A Very Ad Hominem Christmas
Yesterday, a blogger became so fed up by my posts on the subject of Ron Paul’s newsletters that he posted a libelous ad hominem attack about me on his blog. That it was libel is clear: the blogger has been following my blog for approximately two weeks, offered no citations for his charges that I was “a partisan hack,” and utterly ignored (or perhaps simply never read) all of the evidence that runs counter to his position. I wouldn’t ordinarily have seen the post, especially since I was traveling much of the day, but another blogger read it and wrote a thoughtful defense. The crux of the matter is two-fold: first, he is deeply wounded that I have slandered Ron Paul by discussing his newsletters because, second, Ron Paul is the only candidate who loves peace. Thus, I’m a war-mongering hypocrite.
But here’s the problem: I have nowhere claimed to know whether or not Ron Paul is a racist; in fact, I have explicitly said that I don’t know whether he is or whether he simply associated with racists. My main interest, especially at first, was simply to note that the defense often heard from a young, vocal subset of Paul fanatics — that libertarians can’t be racists so Ron Paul isn’t a racist — is just a bad argument. What’s more, regular readers of this blog will know that I’ve criticized Rick Perry on the death penalty, Michele Bachmann and Herman Cain on torture, and Barack Obama for targeted killings. In short, I think I’m a pretty equal opportunity critic when it comes to human rights issues. And second, I’m not much of a fan of war. As someone who writes extensively on the topic of human rights, this shouldn’t be much of a revelation. But perhaps I need to explain, since I didn’t, for example, criticize President Obama for the NATO intervention in Libya.
At bottom, this boils down to the question of pacifism and, as I’ve written before on this blog, I’m not a pacifist. If someone takes my non-absolute position on war as war-mongering, well, we’ll just have to agree to disagree. Here’s what I wrote back in March, when I was writing about Libya:
I think that most of our problems should be solved diplomatically … but I don’t just throw up my hands and say “Shucks!” when diplomacy fails.

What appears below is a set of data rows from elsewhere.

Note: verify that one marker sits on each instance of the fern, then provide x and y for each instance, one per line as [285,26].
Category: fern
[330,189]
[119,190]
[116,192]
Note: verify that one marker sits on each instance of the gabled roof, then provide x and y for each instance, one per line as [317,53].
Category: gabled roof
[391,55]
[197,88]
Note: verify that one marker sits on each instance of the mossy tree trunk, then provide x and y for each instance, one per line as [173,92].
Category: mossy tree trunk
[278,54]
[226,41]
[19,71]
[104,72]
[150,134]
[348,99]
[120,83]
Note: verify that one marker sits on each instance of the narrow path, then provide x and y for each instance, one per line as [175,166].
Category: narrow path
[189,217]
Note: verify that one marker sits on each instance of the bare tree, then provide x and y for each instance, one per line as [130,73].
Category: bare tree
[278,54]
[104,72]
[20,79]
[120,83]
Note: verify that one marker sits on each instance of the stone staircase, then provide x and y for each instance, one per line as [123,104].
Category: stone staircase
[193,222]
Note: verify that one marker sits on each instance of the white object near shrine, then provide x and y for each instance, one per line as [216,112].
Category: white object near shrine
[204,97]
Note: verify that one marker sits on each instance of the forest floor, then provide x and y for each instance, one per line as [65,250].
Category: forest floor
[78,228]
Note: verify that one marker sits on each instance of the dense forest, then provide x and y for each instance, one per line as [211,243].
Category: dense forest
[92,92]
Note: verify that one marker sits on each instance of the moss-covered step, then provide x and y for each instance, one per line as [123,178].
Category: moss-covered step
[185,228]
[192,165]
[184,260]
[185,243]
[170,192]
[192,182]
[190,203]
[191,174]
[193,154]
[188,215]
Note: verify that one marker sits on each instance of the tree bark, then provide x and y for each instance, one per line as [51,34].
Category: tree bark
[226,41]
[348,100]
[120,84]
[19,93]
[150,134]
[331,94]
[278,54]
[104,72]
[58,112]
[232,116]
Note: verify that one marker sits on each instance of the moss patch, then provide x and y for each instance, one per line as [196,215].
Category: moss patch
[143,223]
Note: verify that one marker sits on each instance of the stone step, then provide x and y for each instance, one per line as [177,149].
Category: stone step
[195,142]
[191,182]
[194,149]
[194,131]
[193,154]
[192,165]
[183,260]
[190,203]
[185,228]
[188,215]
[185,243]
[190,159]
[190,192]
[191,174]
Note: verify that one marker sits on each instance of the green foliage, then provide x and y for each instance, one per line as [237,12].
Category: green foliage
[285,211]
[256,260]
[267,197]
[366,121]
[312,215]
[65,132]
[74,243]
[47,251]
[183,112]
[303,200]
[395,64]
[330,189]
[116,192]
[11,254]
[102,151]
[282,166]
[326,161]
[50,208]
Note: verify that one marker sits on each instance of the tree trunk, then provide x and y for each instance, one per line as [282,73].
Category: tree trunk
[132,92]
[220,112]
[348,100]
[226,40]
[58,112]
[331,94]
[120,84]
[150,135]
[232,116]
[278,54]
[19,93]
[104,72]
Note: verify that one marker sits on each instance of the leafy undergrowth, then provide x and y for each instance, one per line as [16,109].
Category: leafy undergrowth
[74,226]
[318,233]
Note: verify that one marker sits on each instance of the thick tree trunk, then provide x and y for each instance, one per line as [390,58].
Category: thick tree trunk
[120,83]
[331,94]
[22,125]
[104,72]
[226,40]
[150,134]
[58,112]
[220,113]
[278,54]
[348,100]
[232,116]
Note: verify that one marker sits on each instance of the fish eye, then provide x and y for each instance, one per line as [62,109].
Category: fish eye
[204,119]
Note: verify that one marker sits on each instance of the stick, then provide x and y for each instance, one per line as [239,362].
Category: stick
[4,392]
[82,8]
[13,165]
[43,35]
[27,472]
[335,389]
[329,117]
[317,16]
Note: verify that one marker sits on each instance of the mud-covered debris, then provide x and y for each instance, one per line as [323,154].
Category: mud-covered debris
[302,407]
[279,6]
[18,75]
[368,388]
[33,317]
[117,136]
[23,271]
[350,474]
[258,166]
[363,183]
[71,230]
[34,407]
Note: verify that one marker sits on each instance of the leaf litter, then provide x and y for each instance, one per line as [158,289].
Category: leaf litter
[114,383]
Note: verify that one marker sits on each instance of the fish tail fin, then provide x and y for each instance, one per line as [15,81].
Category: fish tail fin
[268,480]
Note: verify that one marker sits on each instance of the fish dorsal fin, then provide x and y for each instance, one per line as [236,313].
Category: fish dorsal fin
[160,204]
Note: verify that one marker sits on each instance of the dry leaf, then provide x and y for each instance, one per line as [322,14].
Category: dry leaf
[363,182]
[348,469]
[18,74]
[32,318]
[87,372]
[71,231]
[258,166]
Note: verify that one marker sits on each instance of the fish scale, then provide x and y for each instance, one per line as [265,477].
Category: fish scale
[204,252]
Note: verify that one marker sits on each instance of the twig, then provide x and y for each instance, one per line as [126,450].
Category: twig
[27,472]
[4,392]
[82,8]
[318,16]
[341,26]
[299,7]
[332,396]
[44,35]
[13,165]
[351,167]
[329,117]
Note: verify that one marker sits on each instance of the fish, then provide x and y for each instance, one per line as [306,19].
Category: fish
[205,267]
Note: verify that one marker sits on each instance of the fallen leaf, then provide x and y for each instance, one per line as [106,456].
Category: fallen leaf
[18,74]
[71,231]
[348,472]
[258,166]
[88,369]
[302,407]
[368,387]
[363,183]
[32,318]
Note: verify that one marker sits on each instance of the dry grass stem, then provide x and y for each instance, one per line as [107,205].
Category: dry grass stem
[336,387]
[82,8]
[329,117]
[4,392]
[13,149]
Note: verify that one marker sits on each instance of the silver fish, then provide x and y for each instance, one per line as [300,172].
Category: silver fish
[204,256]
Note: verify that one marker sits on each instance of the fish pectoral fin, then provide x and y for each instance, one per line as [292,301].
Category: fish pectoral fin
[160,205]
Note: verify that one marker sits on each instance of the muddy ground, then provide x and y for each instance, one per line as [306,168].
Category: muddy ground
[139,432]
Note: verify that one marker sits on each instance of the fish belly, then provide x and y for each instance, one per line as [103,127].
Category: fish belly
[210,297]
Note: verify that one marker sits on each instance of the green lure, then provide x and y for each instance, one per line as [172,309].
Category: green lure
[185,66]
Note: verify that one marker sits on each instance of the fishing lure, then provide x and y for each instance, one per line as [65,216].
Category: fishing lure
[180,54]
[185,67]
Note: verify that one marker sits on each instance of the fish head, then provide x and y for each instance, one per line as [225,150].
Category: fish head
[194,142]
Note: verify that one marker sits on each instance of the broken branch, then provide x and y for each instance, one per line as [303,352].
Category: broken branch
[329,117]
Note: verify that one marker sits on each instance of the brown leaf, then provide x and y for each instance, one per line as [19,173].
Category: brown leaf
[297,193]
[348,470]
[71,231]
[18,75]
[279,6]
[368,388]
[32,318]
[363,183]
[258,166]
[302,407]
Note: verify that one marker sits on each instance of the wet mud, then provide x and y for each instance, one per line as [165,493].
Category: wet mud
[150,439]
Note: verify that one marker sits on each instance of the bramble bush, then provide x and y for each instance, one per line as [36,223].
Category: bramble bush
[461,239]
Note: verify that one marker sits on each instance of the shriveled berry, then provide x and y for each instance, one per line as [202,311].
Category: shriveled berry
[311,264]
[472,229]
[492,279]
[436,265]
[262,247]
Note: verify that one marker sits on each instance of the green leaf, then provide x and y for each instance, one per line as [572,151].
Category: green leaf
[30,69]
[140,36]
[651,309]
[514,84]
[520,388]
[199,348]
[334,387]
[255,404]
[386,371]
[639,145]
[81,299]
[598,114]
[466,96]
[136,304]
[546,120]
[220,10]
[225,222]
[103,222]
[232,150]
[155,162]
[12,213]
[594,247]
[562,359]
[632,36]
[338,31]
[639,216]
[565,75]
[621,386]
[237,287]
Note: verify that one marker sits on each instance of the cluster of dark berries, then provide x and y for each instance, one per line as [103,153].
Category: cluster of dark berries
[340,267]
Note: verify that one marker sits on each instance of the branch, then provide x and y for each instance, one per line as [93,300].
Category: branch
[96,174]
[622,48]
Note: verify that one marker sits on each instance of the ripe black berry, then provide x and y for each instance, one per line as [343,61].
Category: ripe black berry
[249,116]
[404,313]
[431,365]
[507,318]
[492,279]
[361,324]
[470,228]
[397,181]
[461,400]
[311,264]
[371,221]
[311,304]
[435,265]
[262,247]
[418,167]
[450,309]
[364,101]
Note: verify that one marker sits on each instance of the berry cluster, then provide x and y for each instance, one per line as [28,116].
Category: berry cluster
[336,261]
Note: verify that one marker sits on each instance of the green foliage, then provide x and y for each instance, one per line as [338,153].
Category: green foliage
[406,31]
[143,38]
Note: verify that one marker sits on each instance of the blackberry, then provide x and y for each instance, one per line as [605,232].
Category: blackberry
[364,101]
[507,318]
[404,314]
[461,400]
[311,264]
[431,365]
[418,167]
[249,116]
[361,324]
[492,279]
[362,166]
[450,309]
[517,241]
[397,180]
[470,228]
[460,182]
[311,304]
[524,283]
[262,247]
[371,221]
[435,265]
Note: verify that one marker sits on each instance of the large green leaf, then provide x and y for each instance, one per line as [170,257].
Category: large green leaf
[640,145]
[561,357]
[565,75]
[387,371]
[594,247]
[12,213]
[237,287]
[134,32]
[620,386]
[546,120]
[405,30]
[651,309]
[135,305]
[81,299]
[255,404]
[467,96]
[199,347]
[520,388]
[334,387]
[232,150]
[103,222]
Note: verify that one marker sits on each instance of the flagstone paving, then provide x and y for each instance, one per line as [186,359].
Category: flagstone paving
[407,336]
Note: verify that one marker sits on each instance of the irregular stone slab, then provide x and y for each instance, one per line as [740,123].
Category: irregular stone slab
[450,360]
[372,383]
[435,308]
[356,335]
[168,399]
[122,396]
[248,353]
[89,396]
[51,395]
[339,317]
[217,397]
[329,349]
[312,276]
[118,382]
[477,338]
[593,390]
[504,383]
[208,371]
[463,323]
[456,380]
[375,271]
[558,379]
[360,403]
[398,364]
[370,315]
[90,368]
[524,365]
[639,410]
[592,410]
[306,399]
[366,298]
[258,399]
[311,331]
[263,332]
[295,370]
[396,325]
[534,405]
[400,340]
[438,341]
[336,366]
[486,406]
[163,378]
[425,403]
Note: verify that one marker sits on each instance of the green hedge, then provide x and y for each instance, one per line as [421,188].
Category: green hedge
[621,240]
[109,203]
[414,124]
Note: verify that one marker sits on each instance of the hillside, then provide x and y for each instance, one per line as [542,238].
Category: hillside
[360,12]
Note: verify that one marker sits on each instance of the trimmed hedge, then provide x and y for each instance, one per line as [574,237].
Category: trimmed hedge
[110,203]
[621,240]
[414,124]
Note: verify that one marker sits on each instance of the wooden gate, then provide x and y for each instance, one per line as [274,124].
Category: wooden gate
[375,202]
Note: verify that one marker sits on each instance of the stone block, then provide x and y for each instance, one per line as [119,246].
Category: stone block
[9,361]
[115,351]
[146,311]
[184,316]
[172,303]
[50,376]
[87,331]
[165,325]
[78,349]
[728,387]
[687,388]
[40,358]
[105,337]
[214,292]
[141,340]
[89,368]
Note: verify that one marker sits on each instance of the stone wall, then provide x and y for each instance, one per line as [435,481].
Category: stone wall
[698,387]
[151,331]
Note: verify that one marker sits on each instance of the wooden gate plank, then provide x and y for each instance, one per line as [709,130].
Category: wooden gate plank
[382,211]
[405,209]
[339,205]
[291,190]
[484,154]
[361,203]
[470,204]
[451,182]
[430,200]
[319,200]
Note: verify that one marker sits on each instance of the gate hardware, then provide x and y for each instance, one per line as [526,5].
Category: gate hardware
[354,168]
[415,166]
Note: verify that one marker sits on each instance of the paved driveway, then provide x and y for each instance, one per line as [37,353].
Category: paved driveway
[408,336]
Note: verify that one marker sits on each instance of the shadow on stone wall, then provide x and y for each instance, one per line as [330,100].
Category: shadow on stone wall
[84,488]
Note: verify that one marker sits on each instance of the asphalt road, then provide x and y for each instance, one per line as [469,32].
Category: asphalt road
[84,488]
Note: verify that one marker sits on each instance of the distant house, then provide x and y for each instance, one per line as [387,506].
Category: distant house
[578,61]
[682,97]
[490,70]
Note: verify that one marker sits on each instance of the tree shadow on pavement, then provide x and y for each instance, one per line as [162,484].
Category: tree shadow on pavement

This isn’t because I think that war is good and that, in the end, everyone comes out a winner. It isn’t because I won’t curse or because I somehow view the world through rose-colored glasses. But I also don’t believe for one second that just because people are killed by war that we should somehow prefer to let people be killed by our insistence on not-war.
A lot of people were killed in Syria in 2011, for example, and none of them were killed by agents of the United States. Are pacifists cheered by this fact?
Again, here’s what I wrote back in March:
The choice is between people being killed and people being killed. I don’t want to sugar-coat that at all. In both instances, people die and it’s violent and bloody and awful. But in one instance — when we eschew intervention — the people who generally die violently are those who are attempting (and failing, due to inferior military capabilities) to throw off a tyrant. In those instances, it’s my position that to fall back on pacifism because war is awful amounts to something of a moral failing insofar as it amounts to siding with the tyrant.
At the end of the day, I think an anti-war position is a terrific one. But, insofar as I also live in the real world where people have to make difficult decisions that aren’t black and white, I recognize that the sort of head-in-the-sand isolationism preached by Ron Paul and his acolytes doesn’t automatically mean that they have a monopoly on the moral high ground. When it comes to military intervention on humanitarian grounds, which is what I’ve been talking about on my blog all year and which the blogger mysteriously equates with war-mongering, the choice is between people dying and people dying. Choosing not to involve ourselves in what happens elsewhere doesn’t mean that people in Libya or Syria will suddenly be safe and happy and alive; it means that we can fool ourselves into thinking that we won’t have any blood on our hands. Maybe that makes the pacifist blogger and Ron Paul feel better when they go to sleep, safe and secure in the United States, but it doesn’t help people who are being tortured and massacred by security forces overseas. Pretending that this is somehow the most (or only) moral position to hold is farcical. It represents a shallow understanding of morality, and a narrow and unrealistic understanding of global affairs.